Au-delà de Cameron, Ray et Sullivan, la série brille aussi par sa galerie de personnages secondaires, chacun apportant une nuance à cet univers militaire codifié. Il y a McKinnon, le sergent strict mais paradoxalement plus humain qu’il n’y paraît, qui incarne la complexité de la hiérarchie face aux jeunes recrues. Nash et Dom, deux camarades de peloton, représentent ces figures masculines typiques de l’armée — bruyantes, viriles, souvent dans la provocation — mais dont les masques se fissurent au fil des épisodes, laissant entrevoir vulnérabilités et histoires personnelles inattendues.
Le capitaine Fajardo, seule femme en position d’autorité dans ce monde très masculin, apporte une présence forte et juste, oscillant entre dureté militaire et compréhension instinctive des dynamiques humaines. Ces personnages ne sont jamais de simples figurants : chacun joue un rôle dans l’évolution de Cameron, en l’aidant à se construire par contraste, complicité ou confrontation. C’est aussi grâce à eux que la série parvient à créer un univers riche, vivant, crédible.

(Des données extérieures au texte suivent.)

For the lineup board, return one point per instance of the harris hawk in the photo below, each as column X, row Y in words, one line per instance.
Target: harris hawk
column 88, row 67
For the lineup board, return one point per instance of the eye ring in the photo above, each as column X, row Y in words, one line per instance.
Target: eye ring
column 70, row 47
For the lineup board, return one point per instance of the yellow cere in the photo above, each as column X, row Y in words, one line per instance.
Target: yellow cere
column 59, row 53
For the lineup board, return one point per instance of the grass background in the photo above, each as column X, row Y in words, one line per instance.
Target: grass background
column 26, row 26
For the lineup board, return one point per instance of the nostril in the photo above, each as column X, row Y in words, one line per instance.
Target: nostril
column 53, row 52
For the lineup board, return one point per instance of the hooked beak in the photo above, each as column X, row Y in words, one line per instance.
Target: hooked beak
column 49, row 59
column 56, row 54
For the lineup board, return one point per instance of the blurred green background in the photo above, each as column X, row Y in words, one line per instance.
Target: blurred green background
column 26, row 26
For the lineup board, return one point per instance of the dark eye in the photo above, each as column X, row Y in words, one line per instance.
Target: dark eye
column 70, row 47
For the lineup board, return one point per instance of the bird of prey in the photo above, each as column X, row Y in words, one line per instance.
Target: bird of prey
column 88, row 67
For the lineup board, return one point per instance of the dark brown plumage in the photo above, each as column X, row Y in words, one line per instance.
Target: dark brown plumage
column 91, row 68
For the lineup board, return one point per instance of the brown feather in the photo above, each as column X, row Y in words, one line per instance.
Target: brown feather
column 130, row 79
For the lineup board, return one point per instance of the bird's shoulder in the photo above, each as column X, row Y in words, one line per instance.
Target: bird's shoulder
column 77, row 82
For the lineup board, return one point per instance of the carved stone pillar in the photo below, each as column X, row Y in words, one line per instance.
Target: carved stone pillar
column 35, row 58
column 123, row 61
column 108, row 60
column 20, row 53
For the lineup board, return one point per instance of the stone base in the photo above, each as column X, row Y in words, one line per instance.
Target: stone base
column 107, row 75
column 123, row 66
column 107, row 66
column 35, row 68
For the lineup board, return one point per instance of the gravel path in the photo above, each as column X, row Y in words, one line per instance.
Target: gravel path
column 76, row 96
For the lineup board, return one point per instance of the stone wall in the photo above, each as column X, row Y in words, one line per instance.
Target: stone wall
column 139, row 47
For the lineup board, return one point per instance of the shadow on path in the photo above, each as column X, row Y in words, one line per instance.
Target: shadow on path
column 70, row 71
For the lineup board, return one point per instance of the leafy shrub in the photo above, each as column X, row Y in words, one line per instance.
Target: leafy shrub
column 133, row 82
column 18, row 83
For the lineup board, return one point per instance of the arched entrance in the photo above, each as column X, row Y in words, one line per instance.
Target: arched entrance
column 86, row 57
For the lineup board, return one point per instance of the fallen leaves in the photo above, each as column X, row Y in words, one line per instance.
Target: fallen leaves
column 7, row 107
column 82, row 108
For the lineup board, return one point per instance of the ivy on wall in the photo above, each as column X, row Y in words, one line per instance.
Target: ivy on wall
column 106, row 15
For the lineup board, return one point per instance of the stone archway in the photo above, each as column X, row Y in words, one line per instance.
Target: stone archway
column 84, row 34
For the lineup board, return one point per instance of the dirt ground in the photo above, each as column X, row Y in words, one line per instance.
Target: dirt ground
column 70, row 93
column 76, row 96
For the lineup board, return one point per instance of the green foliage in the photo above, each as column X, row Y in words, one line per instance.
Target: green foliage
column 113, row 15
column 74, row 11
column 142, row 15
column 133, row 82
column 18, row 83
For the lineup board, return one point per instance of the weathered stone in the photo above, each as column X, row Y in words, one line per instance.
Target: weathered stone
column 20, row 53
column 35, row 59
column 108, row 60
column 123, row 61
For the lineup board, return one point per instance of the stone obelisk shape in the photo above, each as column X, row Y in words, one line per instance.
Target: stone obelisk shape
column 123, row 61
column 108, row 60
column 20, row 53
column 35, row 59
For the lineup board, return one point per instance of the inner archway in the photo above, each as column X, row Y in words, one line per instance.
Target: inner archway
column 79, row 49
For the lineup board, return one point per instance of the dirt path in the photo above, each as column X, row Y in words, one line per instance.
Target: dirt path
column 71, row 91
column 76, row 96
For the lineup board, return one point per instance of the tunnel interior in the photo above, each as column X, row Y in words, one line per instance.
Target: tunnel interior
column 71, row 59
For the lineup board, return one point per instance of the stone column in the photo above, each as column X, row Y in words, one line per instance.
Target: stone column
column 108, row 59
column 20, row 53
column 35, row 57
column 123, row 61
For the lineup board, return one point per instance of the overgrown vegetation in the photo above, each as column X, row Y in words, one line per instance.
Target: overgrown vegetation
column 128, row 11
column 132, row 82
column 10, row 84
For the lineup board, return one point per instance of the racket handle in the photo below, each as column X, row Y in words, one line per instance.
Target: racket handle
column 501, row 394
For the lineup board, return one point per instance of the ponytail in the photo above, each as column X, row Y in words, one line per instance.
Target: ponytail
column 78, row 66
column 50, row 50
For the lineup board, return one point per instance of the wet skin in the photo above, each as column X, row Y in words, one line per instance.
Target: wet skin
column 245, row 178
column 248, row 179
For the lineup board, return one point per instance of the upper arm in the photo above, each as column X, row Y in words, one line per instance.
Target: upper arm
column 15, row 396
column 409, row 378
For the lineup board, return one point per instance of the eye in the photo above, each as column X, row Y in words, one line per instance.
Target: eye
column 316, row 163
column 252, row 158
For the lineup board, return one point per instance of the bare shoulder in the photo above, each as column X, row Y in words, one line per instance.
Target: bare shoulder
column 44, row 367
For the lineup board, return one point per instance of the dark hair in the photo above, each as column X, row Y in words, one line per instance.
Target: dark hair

Ce que j’ai trouvé “dingue”, c’est la manière dont Boots parvient à injecter une intensité homoérotique dans un univers qui se veut homophobe. Chaque regard devient chargé, chaque contact physique furtif prend une dimension émotionnelle immense. La série joue avec le non-dit, la tension, le sous-texte… et c’est terriblement efficace.
Je ne suis pas sûr que Boots trouvera le public qu’elle mérite. Le mélange “armée + homosexualité cachée” n’est pas un pitch évident. Le public queer pourrait la trouver trop dure, trop virile — loin de la douceur d’un Heartstopper. Le public mainstream pourrait être déstabilisé par la dimension queer très assumée.
Mais justement, c’est là que réside sa valeur unique : Boots ne cherche pas à plaire à tout le monde. Elle raconte une histoire importante, avec sincérité et complexité.

La fin de la série ouvre des portes : Cameron face à un choix décisif, Sullivan quittant l’armée, la guerre du Golfe qui approche… Personnellement, je serais très curieux de voir une saison 2. Voir Cameron évoluer en terrain actif, s’affirmer, faire face à l’extérieur… et surtout, savoir ce que devient Sullivan loin de l’uniforme.
Je me félicite d’avoir regardé Boots. J’ai vu ces jeunes devenir Marines, mais surtout devenir eux-mêmes, malgré un système qui leur demandait de se taire. Cameron m’a touché dans ses hésitations. Sullivan m’a bouleversé dans sa tragédie silencieuse.
Boots est une série à la fois dure et tendre, audacieuse et sincère. Elle ne plaira pas à tout le monde — et c’est précisément pour cela qu’elle compte.